И это при том, что пафос шестидесятистраничного эссе Вулф – «У каждой женщины, если она собирается писать, должны быть средства и своя комната»
[167] – не был рассчитан на читательниц вроде Этель Смит. У нее и со средствами, и со своей комнатой, и не одной, всё было в полном порядке.

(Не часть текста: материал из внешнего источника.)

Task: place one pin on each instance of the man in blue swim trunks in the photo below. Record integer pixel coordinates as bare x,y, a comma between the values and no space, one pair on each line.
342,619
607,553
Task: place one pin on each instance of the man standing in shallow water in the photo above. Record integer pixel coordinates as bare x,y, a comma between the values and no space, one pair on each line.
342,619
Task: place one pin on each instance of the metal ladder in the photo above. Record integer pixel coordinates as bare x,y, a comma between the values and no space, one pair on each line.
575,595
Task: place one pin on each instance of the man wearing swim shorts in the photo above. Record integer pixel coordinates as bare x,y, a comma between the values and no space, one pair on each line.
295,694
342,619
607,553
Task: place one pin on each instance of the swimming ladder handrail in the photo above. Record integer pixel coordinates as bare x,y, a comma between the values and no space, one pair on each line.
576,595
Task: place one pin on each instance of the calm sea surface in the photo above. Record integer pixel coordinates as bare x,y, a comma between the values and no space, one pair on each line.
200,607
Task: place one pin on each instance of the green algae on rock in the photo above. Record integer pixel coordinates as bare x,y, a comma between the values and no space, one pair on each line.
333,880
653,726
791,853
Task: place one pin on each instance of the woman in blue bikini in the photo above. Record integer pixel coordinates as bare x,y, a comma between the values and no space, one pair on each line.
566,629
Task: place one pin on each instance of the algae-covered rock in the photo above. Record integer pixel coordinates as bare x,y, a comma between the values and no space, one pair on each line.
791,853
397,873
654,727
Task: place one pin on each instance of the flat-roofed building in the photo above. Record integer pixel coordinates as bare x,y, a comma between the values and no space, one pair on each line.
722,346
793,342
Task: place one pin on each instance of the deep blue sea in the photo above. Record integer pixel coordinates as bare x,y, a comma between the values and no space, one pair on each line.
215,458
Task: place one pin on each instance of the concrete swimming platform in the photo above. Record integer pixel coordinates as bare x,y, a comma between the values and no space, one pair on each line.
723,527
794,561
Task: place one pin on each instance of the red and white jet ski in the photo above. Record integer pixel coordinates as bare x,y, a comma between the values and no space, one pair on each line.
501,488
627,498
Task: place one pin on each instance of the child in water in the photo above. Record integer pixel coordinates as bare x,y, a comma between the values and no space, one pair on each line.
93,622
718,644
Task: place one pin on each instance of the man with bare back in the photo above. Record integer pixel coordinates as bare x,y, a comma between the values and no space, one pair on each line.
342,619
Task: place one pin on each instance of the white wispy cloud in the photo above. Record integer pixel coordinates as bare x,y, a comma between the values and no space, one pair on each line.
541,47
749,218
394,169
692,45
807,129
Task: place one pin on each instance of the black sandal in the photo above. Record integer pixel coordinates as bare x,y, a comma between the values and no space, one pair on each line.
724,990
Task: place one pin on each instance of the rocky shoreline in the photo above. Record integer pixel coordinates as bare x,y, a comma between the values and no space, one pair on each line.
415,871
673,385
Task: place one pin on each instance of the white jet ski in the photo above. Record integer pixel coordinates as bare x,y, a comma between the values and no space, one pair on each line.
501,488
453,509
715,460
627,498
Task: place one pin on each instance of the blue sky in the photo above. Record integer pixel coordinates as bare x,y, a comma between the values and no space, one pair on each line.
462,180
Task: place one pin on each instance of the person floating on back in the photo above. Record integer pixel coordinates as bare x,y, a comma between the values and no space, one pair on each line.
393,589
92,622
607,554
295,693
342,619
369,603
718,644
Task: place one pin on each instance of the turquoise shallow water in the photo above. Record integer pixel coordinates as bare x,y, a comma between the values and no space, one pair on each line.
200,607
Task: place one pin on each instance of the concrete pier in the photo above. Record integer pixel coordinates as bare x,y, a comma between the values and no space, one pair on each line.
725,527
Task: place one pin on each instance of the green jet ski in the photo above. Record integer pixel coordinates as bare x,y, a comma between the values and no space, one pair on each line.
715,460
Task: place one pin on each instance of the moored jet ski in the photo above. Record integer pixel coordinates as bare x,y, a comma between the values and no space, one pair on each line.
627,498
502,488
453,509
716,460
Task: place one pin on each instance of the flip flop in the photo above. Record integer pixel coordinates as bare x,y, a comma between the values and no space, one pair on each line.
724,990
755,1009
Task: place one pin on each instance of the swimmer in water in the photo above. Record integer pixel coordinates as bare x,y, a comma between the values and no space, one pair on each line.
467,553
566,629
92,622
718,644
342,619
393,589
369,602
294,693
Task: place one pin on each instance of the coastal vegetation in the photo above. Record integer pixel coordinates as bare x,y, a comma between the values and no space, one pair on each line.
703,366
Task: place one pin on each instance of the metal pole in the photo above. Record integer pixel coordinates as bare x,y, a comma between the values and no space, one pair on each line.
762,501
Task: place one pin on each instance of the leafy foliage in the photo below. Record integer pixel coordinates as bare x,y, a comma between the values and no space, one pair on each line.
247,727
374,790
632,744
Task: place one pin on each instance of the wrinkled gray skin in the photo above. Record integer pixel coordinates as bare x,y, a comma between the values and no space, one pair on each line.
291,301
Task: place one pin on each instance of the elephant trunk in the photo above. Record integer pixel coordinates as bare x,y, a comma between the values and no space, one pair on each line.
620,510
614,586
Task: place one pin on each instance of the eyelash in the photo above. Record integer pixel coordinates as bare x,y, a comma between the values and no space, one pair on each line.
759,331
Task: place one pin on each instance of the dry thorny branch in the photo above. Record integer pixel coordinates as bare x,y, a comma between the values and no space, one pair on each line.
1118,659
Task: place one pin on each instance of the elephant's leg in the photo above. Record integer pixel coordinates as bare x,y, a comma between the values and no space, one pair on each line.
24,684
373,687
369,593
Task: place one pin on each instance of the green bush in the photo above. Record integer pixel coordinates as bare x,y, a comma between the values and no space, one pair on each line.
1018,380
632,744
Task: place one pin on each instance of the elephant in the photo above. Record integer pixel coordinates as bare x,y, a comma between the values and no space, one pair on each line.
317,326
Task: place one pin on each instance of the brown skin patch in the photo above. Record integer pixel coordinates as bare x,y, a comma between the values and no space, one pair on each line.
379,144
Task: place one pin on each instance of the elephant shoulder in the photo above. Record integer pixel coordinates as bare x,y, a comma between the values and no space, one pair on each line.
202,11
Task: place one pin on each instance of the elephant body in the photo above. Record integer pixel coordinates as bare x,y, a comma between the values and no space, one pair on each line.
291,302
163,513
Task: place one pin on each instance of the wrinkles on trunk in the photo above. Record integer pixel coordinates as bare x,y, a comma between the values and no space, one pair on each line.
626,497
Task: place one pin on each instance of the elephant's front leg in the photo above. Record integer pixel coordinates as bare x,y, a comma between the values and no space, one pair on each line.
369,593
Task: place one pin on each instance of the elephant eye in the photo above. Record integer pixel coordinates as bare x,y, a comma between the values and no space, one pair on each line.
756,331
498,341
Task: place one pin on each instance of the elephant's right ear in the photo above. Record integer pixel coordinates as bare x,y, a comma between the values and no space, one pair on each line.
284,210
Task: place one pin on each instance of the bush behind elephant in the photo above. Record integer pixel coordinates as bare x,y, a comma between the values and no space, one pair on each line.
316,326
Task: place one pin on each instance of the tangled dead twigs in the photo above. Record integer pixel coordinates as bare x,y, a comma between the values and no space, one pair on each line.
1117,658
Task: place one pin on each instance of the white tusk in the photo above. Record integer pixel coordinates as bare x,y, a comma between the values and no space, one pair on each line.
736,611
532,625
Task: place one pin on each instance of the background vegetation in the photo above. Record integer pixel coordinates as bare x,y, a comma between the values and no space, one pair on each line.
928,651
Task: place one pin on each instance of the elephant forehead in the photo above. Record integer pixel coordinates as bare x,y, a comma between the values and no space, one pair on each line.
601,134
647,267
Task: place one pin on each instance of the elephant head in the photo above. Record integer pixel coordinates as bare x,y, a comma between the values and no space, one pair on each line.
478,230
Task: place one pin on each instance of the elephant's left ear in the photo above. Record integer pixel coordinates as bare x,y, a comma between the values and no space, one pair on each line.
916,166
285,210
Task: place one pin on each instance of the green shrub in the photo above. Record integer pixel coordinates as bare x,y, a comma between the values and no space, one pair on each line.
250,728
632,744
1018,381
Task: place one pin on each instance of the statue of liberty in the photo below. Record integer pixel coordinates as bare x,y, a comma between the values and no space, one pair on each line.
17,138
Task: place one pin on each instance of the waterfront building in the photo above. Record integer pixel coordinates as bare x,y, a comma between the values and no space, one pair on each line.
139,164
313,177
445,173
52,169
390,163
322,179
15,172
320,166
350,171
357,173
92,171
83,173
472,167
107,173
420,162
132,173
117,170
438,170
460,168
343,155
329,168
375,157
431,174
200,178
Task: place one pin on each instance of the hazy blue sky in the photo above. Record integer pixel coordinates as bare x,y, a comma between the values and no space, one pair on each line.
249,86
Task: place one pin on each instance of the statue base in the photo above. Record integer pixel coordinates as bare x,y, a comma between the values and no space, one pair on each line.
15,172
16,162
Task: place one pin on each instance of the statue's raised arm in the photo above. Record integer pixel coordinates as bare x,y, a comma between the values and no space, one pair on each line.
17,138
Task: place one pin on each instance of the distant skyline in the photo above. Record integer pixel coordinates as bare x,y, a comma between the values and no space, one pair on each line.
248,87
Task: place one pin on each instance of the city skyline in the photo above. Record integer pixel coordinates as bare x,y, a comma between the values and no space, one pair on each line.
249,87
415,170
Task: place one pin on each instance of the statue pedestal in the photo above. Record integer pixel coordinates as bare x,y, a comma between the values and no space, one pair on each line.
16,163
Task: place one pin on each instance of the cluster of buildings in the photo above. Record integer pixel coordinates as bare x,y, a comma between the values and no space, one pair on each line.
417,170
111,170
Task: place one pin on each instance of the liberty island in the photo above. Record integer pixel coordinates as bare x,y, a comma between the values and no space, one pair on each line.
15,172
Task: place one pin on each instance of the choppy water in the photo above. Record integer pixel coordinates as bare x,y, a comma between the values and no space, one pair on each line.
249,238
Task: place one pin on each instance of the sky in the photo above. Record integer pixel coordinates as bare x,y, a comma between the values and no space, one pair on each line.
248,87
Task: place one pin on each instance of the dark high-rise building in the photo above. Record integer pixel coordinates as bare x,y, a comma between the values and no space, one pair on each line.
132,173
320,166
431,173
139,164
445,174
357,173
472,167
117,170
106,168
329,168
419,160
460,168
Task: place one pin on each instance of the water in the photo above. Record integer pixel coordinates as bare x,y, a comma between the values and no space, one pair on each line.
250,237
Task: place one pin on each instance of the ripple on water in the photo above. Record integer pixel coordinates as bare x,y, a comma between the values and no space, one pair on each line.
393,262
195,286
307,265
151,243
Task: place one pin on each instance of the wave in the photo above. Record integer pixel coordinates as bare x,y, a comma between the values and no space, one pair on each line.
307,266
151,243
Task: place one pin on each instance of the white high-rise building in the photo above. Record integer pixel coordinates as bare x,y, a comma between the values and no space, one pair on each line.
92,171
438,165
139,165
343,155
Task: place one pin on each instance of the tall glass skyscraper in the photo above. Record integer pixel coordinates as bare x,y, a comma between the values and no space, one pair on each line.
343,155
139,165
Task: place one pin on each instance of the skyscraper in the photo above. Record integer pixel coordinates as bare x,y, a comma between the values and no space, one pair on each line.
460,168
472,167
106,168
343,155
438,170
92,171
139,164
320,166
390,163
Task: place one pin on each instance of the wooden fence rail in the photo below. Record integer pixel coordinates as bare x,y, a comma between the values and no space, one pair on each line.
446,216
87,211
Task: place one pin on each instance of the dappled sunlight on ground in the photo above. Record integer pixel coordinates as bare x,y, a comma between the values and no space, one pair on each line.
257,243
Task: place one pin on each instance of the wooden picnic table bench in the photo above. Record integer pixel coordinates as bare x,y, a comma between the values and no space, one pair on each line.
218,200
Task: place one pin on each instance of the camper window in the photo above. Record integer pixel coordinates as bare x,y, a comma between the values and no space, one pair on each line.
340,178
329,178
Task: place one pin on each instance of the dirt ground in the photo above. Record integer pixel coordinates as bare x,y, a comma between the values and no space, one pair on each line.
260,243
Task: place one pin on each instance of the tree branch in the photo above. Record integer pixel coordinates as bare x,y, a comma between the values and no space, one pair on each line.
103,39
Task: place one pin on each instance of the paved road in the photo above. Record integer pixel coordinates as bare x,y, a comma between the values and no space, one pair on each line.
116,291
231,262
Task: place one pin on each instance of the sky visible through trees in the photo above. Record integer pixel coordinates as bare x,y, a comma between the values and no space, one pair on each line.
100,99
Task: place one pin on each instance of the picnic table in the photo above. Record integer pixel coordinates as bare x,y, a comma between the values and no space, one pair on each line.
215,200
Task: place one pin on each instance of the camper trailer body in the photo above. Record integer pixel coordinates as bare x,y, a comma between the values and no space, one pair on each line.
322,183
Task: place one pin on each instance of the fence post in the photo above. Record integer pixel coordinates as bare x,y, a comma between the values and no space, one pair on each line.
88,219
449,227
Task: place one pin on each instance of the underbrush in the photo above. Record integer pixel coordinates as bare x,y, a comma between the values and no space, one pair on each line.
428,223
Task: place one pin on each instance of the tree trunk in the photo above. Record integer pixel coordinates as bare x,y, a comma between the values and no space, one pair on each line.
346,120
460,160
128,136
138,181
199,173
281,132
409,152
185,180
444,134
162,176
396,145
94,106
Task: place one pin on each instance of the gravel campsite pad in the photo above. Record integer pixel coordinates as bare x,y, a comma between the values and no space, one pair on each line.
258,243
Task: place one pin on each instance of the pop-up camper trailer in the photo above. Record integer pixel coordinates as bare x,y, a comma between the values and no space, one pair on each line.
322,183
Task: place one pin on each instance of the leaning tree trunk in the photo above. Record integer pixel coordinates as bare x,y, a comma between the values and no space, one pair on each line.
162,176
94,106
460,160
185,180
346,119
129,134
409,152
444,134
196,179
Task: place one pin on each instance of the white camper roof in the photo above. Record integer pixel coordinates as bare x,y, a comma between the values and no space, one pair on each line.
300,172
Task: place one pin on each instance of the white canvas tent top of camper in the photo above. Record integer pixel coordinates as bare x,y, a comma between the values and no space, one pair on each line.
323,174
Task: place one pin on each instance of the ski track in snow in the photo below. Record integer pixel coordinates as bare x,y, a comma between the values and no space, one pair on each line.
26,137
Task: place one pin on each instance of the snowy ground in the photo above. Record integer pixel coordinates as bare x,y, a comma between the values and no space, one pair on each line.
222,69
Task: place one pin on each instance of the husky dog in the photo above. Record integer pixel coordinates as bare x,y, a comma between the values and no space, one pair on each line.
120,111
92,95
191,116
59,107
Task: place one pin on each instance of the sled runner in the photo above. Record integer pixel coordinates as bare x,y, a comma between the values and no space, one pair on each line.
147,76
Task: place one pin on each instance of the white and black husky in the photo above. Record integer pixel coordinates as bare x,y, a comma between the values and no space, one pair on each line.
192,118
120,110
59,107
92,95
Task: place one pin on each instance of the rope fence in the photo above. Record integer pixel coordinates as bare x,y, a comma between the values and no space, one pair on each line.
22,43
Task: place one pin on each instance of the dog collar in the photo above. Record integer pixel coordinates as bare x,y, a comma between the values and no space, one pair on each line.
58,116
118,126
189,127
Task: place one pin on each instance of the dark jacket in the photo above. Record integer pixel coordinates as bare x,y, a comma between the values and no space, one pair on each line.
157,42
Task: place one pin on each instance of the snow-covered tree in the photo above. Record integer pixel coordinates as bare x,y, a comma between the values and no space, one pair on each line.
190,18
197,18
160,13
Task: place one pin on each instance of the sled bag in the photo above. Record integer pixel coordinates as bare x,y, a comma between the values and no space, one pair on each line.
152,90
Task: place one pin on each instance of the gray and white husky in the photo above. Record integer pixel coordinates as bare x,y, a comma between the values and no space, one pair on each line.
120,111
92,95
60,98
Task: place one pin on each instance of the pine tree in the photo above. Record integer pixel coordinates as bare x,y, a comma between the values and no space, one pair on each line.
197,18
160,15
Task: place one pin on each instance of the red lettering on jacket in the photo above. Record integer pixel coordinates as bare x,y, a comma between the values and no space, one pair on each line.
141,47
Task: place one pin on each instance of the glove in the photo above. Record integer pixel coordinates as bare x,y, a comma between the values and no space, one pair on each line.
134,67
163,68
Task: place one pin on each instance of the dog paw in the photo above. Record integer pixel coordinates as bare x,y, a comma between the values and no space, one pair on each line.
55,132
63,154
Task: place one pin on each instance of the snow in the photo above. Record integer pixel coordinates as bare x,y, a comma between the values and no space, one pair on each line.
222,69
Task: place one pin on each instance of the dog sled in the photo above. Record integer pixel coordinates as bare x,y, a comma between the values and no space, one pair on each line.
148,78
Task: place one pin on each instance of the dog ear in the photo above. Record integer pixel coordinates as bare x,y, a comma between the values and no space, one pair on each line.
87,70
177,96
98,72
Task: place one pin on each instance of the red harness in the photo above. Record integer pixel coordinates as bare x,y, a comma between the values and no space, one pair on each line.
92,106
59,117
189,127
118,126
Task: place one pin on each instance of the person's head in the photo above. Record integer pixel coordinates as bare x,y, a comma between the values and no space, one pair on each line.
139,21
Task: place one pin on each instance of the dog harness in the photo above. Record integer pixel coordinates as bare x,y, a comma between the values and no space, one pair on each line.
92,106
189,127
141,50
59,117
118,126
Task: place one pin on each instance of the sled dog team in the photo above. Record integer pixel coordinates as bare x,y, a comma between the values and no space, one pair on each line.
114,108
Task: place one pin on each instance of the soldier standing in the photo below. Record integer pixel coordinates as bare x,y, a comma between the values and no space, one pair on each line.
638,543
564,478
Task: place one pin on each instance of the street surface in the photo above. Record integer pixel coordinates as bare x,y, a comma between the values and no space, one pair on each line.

Впрочем, этим тезисом смысл эссе, конечно же, не исчерпывается.
2
Когда читаешь первые страницы «Своей комнаты», то вообще кажется, что перед тобой не исследование о правах английских женщин, а нечто вроде путевого очерка о пребывании автора в Оксбридже
[168] со столь свойственными для Вулф острой наблюдательностью, сдержанным, порой едва уловимым скепсисом и столь присущими ей антропоморфными метафорами: «На дальнем берегу застыли в вечном плаче ивы, распустив волосы».
В самом деле, что может быть общего между темой «Женщина и литература», на которую Вулф в октябре 1928 года прочла в Кембридже две лекции, и прогулкой по университетскому городу? Или отдыхом в раздумьях у реки? Или описанием обильного завтрака, которым потчуют уважаемого лектора? Или рассуждениями (в духе эссе из сборника «Обыкновенный читатель») о статьях Чарльза Лэма, стихах Теннисона, романах Теккерея? Вирджиния Вулф сама, кажется, сознает, что «лирическое отступление» затянулось, задается риторическим вопросом: «Но какое всё это имеет отношение к теме моего доклада “Женщины и литература”?»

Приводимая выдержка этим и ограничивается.